Kareem Tayyar’s most recent book is Magic Carpet Poems (Tebot Bach Books). Previous collections include Follow the Sun (Aortic Books), Postmark Atlantis (Level 4 Press) and Scenes From A Good Life (Tebot Bach Books). His poems have been featured on The Writer’s Almanac With Garrison Keillor, and in a variety of literary journals, including Cultural Weekly and Review Americana. He is a Professor of English at Golden West College, and he received his Ph.D. in American Literature from U.C. Riverside.

Lesley Valdes

After several decades as a classical music critic, Lesley Valdes returned to her first love and completed a degree from the Warren Wilson MFA Program for Writers.

Ryan Wilson

Ryan Wilson is the author of The Stranger World, awarded the 2017 Donald Justice Prize, which will be published by Measure Press this summer. Recent work has appeared, or is forthcoming, in such journals as First Things, Five Points, The Hopkins Review, The New Criterion, The Sewanee Review, and The Yale Review. The editor of Literary Matters, the online journal of the ALSCW, he holds graduate degrees from The Johns Hopkins University and Boston University, and he is currently a doctoral candidate at The Catholic University of America.
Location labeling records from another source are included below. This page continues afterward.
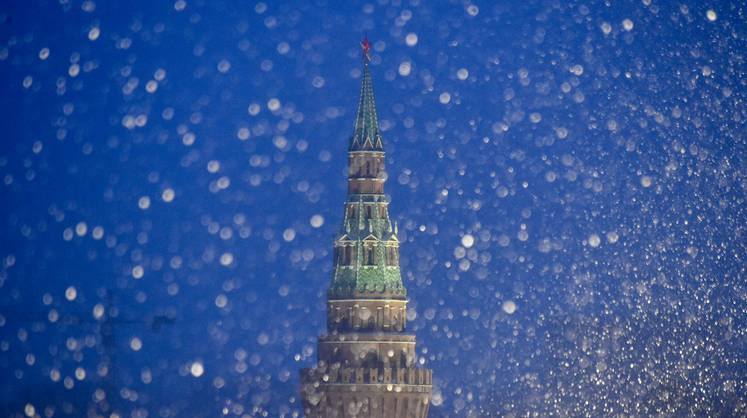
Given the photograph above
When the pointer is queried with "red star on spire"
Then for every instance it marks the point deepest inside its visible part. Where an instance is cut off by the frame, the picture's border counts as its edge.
(366, 47)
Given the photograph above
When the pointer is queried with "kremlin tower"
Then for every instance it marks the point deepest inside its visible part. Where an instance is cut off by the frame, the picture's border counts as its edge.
(367, 362)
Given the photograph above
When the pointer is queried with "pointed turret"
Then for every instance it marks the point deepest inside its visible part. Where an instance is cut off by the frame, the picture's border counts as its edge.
(366, 136)
(367, 364)
(366, 254)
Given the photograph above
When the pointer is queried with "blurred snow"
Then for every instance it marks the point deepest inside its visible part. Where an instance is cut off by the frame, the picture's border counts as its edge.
(569, 180)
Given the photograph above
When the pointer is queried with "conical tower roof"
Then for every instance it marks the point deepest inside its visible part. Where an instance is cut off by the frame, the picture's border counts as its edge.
(366, 261)
(366, 136)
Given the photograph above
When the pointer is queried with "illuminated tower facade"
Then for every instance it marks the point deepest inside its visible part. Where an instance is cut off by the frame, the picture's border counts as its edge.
(367, 363)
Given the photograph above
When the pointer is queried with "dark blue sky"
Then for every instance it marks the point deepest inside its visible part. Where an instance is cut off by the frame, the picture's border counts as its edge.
(569, 181)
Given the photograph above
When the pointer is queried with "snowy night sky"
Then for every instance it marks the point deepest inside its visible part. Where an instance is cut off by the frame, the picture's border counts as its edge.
(569, 180)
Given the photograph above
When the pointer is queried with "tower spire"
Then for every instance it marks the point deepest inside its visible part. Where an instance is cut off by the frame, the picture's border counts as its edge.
(366, 136)
(367, 363)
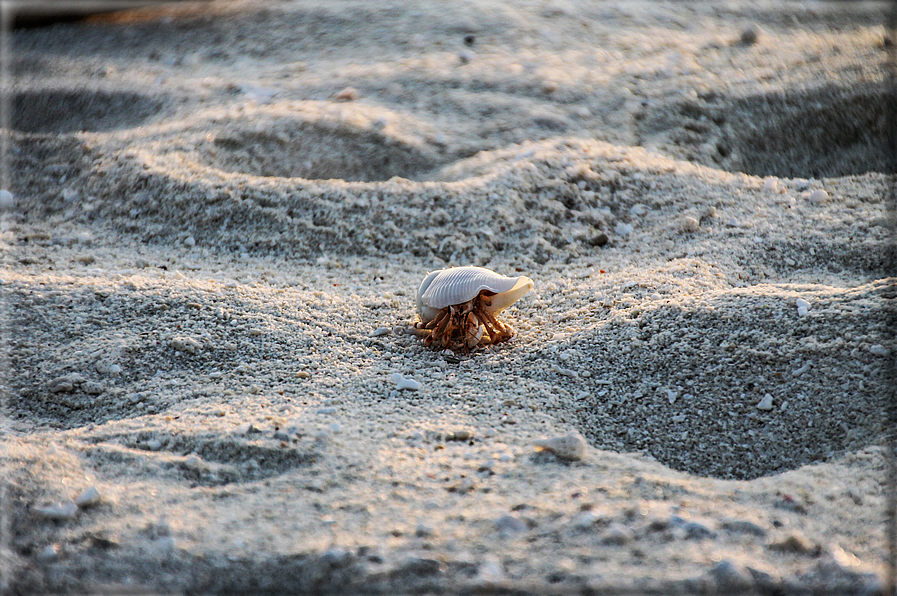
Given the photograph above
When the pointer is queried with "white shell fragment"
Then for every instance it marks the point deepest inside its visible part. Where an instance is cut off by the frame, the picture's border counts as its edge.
(571, 447)
(765, 403)
(448, 287)
(61, 511)
(88, 498)
(403, 383)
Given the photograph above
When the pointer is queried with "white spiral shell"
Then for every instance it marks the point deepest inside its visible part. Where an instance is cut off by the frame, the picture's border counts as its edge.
(449, 287)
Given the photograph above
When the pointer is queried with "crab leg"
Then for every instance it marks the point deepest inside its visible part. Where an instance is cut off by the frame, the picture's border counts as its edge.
(444, 319)
(432, 322)
(497, 332)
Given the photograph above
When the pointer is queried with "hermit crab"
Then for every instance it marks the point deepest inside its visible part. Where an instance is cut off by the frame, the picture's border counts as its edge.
(458, 306)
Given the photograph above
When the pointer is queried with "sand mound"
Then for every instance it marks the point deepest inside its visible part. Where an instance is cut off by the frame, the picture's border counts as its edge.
(212, 247)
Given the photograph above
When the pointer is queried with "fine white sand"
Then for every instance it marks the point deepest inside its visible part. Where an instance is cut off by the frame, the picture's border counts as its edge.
(219, 216)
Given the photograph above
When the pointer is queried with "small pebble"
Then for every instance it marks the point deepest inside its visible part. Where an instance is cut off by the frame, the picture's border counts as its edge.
(740, 526)
(794, 542)
(585, 520)
(347, 94)
(571, 447)
(879, 350)
(61, 385)
(623, 229)
(750, 35)
(7, 200)
(818, 196)
(61, 511)
(402, 383)
(508, 525)
(731, 578)
(186, 344)
(88, 497)
(616, 534)
(48, 553)
(490, 572)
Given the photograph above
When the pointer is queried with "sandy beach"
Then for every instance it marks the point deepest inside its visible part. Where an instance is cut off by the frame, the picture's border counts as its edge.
(214, 222)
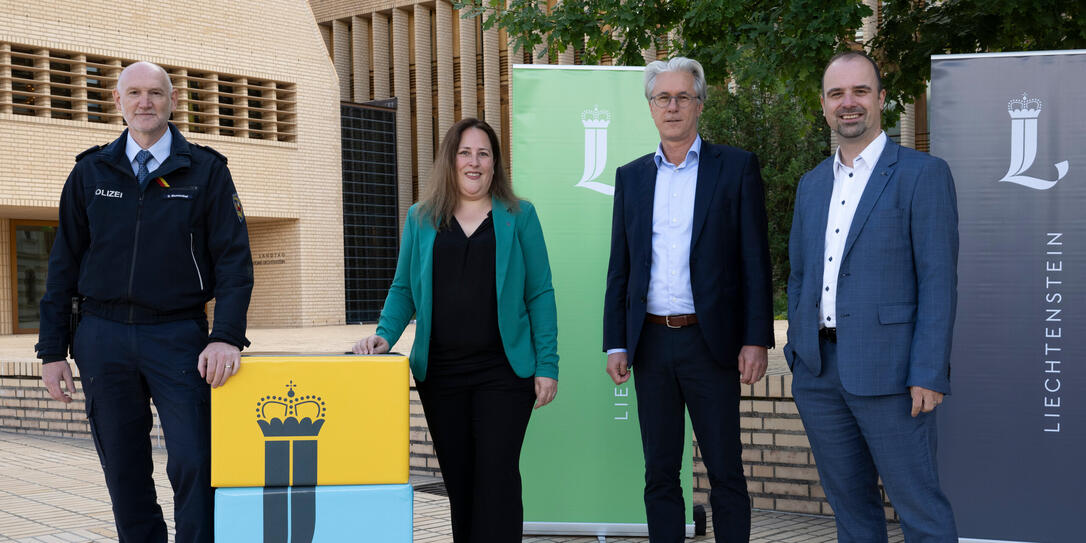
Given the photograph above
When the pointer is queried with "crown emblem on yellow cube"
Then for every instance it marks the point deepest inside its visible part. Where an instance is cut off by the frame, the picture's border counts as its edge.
(291, 415)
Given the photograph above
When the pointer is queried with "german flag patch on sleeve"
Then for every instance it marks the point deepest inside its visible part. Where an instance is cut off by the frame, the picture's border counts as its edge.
(238, 210)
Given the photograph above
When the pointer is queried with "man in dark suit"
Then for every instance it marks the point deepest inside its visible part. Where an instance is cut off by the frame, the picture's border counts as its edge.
(871, 308)
(689, 301)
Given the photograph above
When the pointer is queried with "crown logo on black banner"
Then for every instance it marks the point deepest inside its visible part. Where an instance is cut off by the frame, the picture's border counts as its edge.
(292, 415)
(1024, 108)
(595, 117)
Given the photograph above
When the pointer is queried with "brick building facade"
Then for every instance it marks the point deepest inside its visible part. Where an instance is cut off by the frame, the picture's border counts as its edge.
(259, 89)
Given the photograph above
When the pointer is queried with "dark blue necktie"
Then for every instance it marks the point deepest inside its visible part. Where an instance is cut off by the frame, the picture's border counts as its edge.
(142, 158)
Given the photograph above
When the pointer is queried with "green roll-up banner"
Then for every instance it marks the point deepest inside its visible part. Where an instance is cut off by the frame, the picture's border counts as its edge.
(582, 463)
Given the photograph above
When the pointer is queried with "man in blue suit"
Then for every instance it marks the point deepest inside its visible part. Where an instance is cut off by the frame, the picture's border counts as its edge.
(689, 301)
(871, 307)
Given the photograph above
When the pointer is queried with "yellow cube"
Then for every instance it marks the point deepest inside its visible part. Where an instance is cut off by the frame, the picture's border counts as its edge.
(305, 420)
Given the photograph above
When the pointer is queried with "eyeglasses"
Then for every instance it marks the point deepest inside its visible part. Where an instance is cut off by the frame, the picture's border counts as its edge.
(665, 100)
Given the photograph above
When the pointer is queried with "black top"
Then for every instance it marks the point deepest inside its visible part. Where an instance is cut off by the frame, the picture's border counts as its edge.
(465, 335)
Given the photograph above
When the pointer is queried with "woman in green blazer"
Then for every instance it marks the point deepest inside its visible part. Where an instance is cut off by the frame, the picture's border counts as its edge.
(474, 273)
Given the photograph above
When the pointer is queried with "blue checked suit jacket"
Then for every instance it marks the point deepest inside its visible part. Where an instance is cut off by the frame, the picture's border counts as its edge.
(897, 287)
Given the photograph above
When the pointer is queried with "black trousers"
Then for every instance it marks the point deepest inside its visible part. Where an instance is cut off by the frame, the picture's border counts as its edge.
(478, 422)
(122, 367)
(674, 369)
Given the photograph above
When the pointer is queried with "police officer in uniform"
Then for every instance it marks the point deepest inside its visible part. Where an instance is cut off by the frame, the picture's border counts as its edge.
(151, 228)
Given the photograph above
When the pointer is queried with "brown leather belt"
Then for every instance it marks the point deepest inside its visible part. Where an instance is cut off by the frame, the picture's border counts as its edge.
(828, 335)
(672, 320)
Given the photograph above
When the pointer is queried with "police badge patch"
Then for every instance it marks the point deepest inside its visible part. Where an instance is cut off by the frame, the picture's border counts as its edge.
(237, 207)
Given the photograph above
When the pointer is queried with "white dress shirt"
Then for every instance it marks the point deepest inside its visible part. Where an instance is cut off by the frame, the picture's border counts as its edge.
(848, 185)
(160, 151)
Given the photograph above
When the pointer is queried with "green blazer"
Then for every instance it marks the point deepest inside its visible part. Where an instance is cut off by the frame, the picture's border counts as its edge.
(527, 317)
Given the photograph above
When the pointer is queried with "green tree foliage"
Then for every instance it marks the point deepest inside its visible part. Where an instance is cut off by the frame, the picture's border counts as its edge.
(770, 124)
(912, 32)
(754, 42)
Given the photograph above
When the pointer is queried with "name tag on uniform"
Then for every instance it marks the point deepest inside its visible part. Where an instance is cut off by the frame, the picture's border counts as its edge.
(180, 192)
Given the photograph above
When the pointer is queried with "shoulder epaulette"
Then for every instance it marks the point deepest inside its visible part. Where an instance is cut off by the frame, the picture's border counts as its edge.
(212, 151)
(85, 153)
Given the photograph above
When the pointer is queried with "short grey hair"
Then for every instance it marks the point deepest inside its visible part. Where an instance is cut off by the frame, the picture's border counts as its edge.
(678, 64)
(165, 75)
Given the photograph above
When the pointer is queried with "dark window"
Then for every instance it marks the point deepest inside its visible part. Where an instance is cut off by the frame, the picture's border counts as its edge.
(370, 226)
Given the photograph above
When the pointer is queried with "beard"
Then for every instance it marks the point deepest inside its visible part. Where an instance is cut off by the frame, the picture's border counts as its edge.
(851, 130)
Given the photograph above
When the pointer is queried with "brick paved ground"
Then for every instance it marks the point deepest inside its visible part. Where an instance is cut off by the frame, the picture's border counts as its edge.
(51, 491)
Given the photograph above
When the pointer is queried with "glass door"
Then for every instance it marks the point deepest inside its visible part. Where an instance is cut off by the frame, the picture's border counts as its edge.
(30, 243)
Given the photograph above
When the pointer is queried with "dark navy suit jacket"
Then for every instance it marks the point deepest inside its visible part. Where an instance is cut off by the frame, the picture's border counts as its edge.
(729, 256)
(897, 287)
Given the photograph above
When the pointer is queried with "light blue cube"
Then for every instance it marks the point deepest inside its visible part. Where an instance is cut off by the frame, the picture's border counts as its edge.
(379, 513)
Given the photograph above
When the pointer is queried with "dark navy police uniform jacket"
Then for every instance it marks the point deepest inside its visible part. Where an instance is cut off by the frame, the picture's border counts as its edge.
(148, 256)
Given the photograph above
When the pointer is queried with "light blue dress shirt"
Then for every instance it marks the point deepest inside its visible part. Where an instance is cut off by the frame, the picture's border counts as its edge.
(669, 288)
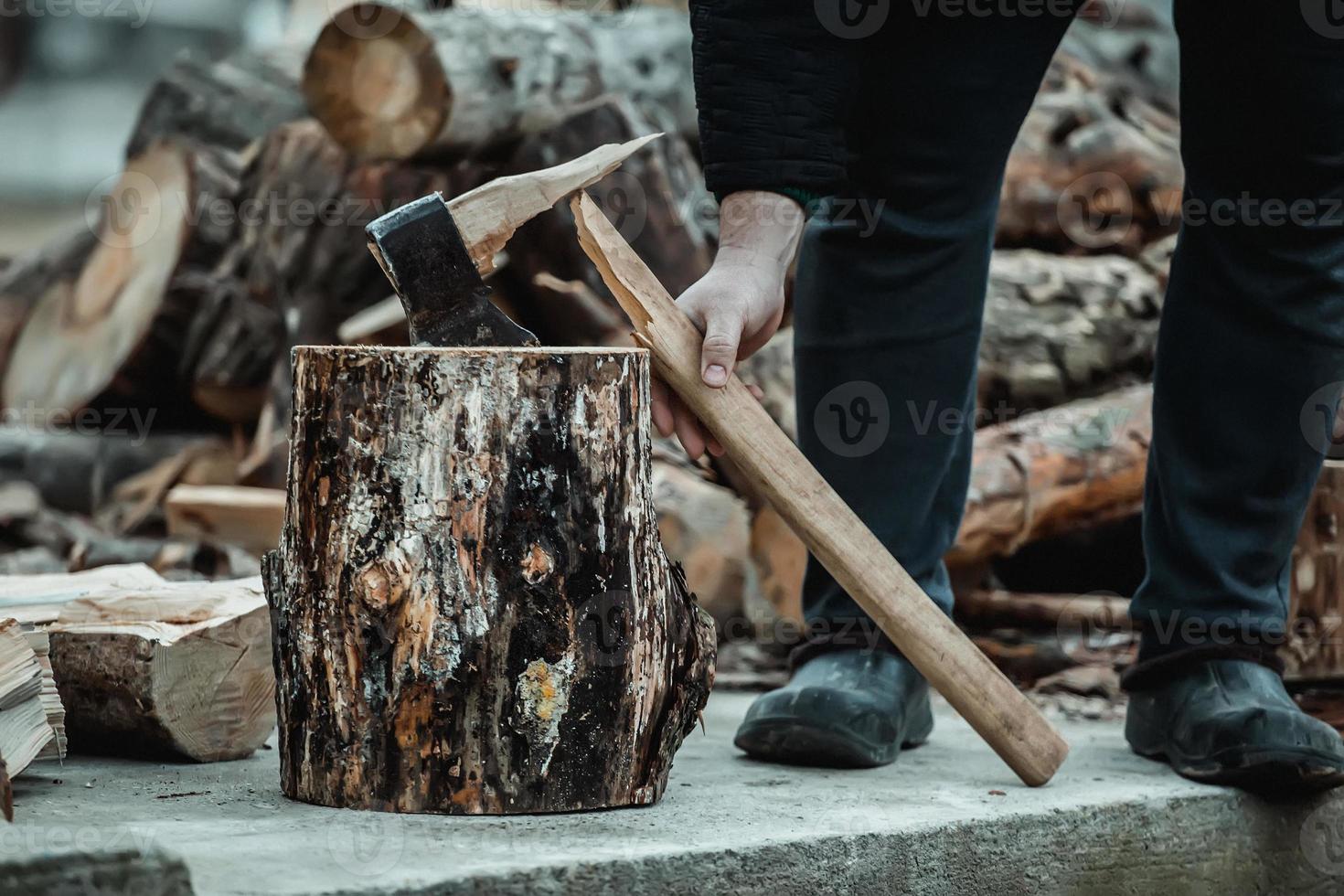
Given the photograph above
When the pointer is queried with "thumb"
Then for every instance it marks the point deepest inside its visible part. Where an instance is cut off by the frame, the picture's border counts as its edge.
(720, 352)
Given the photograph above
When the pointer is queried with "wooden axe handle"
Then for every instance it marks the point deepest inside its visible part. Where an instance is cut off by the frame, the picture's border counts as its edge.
(835, 535)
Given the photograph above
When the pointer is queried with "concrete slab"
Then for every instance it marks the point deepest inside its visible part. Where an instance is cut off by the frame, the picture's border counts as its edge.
(948, 818)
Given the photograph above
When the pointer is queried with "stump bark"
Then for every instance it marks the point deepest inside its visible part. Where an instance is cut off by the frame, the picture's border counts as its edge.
(471, 604)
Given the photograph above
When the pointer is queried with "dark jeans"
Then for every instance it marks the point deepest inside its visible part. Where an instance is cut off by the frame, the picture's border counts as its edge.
(889, 308)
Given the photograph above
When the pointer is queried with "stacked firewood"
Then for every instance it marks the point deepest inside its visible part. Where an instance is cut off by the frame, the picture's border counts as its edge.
(145, 377)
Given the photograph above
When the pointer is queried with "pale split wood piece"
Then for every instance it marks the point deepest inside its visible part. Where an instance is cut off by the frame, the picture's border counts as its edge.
(835, 535)
(488, 215)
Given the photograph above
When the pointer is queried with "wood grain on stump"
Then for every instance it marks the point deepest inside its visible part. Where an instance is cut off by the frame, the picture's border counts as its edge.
(471, 604)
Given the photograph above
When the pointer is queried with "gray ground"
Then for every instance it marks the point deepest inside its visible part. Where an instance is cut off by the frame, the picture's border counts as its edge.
(948, 818)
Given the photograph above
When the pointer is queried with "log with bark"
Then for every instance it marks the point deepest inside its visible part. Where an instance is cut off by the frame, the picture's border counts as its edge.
(1069, 468)
(160, 669)
(660, 205)
(1060, 329)
(1316, 598)
(391, 83)
(706, 528)
(48, 271)
(1069, 613)
(472, 607)
(1075, 466)
(226, 103)
(114, 337)
(240, 515)
(1095, 168)
(172, 212)
(80, 472)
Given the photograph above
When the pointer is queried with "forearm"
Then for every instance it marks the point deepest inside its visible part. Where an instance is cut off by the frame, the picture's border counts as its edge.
(774, 89)
(760, 229)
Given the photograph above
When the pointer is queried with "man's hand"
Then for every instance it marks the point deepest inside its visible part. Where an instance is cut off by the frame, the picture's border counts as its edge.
(737, 304)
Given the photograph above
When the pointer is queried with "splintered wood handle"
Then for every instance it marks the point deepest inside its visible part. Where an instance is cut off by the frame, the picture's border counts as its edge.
(835, 535)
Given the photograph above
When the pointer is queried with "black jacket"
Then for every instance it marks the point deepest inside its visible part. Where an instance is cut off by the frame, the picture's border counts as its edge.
(774, 88)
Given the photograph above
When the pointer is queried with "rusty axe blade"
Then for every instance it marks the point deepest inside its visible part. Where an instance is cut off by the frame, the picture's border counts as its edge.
(436, 251)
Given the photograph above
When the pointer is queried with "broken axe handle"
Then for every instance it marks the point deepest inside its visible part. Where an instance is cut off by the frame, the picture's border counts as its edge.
(835, 535)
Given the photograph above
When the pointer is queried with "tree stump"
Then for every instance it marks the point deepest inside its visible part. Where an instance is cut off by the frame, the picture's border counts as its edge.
(472, 610)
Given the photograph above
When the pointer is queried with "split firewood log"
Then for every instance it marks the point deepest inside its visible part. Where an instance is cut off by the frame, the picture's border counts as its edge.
(120, 325)
(34, 601)
(657, 199)
(1061, 328)
(25, 729)
(80, 472)
(390, 83)
(238, 515)
(226, 103)
(27, 280)
(179, 669)
(1074, 466)
(1061, 612)
(509, 633)
(1095, 168)
(706, 528)
(1316, 592)
(116, 335)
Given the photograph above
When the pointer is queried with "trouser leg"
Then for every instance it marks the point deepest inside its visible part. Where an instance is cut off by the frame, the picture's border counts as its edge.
(891, 286)
(1252, 347)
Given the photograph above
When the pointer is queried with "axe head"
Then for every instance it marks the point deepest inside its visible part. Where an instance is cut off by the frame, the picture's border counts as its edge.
(446, 301)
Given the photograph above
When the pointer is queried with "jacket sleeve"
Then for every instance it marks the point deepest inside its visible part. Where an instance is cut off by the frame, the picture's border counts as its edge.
(773, 88)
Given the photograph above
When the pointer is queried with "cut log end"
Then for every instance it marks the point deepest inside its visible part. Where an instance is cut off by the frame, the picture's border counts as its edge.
(80, 335)
(374, 80)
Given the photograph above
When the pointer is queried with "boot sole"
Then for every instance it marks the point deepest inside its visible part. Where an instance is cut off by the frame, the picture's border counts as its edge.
(797, 741)
(1269, 773)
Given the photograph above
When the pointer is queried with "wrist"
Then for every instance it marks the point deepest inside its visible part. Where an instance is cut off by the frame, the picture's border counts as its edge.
(758, 228)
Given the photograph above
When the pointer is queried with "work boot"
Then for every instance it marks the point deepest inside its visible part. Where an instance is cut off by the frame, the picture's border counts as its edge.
(843, 709)
(1230, 721)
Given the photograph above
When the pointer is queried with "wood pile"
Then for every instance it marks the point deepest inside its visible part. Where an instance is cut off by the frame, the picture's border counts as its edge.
(146, 384)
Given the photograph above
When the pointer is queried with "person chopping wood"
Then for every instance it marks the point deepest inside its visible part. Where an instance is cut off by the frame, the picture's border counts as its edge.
(878, 132)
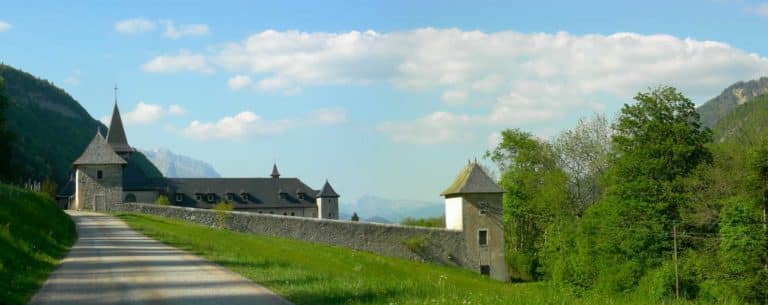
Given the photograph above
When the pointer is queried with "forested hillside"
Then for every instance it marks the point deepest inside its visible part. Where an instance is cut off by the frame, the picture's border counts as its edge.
(733, 96)
(625, 206)
(50, 128)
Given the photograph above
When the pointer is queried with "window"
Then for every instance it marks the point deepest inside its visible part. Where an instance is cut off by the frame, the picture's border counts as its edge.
(485, 269)
(483, 208)
(482, 237)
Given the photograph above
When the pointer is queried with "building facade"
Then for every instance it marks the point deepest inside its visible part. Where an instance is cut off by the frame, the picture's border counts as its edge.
(110, 171)
(473, 205)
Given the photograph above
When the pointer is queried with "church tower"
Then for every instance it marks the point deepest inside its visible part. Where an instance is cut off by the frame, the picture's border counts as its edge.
(473, 205)
(327, 203)
(98, 176)
(116, 134)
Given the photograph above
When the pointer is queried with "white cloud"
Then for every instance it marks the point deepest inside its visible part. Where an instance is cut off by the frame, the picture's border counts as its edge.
(505, 71)
(494, 139)
(239, 82)
(183, 61)
(176, 110)
(248, 124)
(4, 26)
(134, 26)
(454, 96)
(760, 9)
(74, 78)
(328, 116)
(173, 31)
(145, 113)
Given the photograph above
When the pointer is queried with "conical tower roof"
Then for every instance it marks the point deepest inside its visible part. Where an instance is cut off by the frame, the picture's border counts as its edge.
(99, 152)
(472, 179)
(116, 134)
(327, 191)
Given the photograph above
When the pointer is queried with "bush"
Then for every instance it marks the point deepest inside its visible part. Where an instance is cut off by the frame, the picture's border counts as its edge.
(162, 200)
(222, 210)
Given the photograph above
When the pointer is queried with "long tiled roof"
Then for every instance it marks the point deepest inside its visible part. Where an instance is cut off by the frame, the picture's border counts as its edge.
(116, 134)
(261, 192)
(472, 179)
(98, 152)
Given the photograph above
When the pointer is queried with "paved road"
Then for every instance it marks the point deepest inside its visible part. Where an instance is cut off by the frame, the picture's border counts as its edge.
(112, 264)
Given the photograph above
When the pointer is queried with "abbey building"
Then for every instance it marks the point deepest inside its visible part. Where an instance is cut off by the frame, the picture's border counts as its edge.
(110, 171)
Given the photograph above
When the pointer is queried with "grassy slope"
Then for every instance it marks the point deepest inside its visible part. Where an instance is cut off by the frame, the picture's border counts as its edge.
(34, 235)
(307, 273)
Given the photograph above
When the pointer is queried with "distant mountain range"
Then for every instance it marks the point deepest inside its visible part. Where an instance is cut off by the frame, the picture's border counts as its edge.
(178, 166)
(737, 94)
(384, 210)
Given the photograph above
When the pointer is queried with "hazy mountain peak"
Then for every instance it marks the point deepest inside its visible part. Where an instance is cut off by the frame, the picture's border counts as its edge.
(174, 165)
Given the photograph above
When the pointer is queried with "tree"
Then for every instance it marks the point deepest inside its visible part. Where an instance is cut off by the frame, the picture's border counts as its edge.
(535, 199)
(49, 187)
(5, 137)
(657, 143)
(582, 153)
(162, 200)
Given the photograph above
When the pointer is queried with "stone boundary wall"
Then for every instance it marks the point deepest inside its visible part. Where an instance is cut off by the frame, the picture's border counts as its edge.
(435, 245)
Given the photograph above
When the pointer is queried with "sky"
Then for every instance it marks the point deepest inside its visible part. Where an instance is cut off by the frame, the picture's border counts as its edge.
(387, 98)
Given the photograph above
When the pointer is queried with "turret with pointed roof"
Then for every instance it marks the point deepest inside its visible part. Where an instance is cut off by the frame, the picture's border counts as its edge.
(98, 152)
(472, 179)
(327, 191)
(116, 134)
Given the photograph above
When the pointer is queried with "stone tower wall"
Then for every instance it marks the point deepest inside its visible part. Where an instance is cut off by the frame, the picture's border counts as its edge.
(96, 194)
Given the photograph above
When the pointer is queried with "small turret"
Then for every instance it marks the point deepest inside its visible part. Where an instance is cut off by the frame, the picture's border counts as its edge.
(327, 202)
(473, 204)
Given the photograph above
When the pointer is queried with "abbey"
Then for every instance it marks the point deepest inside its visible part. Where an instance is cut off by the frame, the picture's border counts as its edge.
(110, 171)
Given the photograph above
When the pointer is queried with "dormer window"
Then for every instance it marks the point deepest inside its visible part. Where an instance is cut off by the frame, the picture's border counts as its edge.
(483, 208)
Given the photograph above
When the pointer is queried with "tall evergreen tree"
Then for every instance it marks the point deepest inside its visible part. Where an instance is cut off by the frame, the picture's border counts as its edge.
(5, 137)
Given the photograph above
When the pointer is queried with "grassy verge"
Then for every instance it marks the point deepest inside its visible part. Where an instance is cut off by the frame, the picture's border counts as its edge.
(34, 235)
(307, 273)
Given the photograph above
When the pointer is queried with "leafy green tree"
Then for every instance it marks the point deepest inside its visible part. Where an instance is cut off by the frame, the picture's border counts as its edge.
(742, 251)
(657, 144)
(582, 153)
(5, 137)
(536, 197)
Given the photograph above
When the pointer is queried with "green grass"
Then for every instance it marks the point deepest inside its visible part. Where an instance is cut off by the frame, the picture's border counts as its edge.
(34, 235)
(307, 273)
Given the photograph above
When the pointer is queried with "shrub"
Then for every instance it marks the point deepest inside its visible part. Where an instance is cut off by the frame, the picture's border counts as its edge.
(222, 210)
(162, 200)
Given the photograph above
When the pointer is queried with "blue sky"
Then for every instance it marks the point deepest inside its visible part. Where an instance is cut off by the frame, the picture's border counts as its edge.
(384, 98)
Anne Harding Woodworth on Kajal Ahmad

Anne Harding Woodworth is the author of five books of poetry, most recently, Unattached Male (Poetry Salzburg, 2014).

Anne Harding Woodworth

Anne Harding Woodworth is the author of five books of poetry, most recently, Unattached Male (Poetry Salzburg, 2014).

Charles Edward Wright

Charles Edward Wright was raised on a narrow neck of land between the Potomac River and the Mattawoman Creek, in a town where the eggs were never poached, but the venison likely had been. It stands to reason, then, that his work would appear too infrequently to warrant mention here.